U.S. Statement at the
Interactive Dialogue with the Special Rapporteur on the situation of human rights in Eritrea
June 4, 2013

As Delivered by Ambassador Eileen Chamberlain Donahoe

Thank you, Mr. President.  The United States thanks the Special Rapporteur on the situation of human rights in Eritrea, Sheila B. Keetharuth, for her report.  The Africa Group led the creation of this mandate last year, and the need to maintain it could not be greater.  Eritreans continue to flee the country in large numbers largely due to the government’s violations of human rights and the limitations the government’s restrictive policies place on the country’s economic potential.  The Council must continue to focus on improving conditions in Eritrea so individuals may enjoy those rights enshrined in the Universal Declaration of Human Rights.

The Government of Eritrea should cooperate with the international community, including this Council, to address human rights concerns.  The Government of Eritrea could take a step in this direction by allowing the Special Rapporteur to visit the country.  The government should also allow visits by other special procedure mandate holders, as their multiple requests have gone unanswered.  Such engagement aims to provide increased transparency and technical assistance to improve the human rights situation.

The United States appreciates the Special Rapporteur’s focus on the root causes of human rights violations in Eritrea.  As she notes, systematic human rights violations stem from the absence of due process and a lack of credible institutions.  The government does not respect the rule of law.  There is no separation of powers, as control is centralized under the president.  The constitution has yet to be implemented.  There have been no elections since the country’s independence in 1993.  The people of Eritrea deserve a government that respects and protects the rule of law, and they should be able to freely choose that government through free and fair elections.

Eritrea’s security forces continue to kill and torture its citizens.  Disappearances are shockingly common.  Reports indicate that prison conditions are inhumane.  We encourage the government to address these abuses.  The government should also end its indefinite conscription of people into national service.  It should allow its citizens to exercise their universal human rights, including the freedoms of expression, assembly, association, and religion.
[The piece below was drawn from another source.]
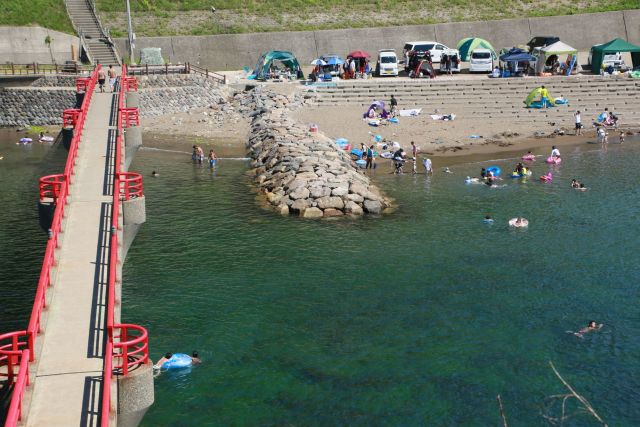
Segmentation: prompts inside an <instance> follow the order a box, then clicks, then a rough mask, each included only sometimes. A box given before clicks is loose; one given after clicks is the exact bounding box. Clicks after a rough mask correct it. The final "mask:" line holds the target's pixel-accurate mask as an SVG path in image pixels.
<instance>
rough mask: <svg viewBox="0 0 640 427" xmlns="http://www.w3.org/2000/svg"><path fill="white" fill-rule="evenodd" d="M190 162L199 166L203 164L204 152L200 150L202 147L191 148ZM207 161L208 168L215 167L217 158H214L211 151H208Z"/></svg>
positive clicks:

The Special Rapporteur’s conclusions note that change in Eritrea requires “a fundamental reform process transforming the current culture of rights denial into one anchored in the rule of law and in respect for and the realization of all human rights and human dignity.”  She also identified a number of specific human rights priorities on which she would like to engage.  We would appreciate her views on how Council member countries can encourage the development of rule of law in the country, as well as improvements in regard to the more specific human rights priorities she discussed.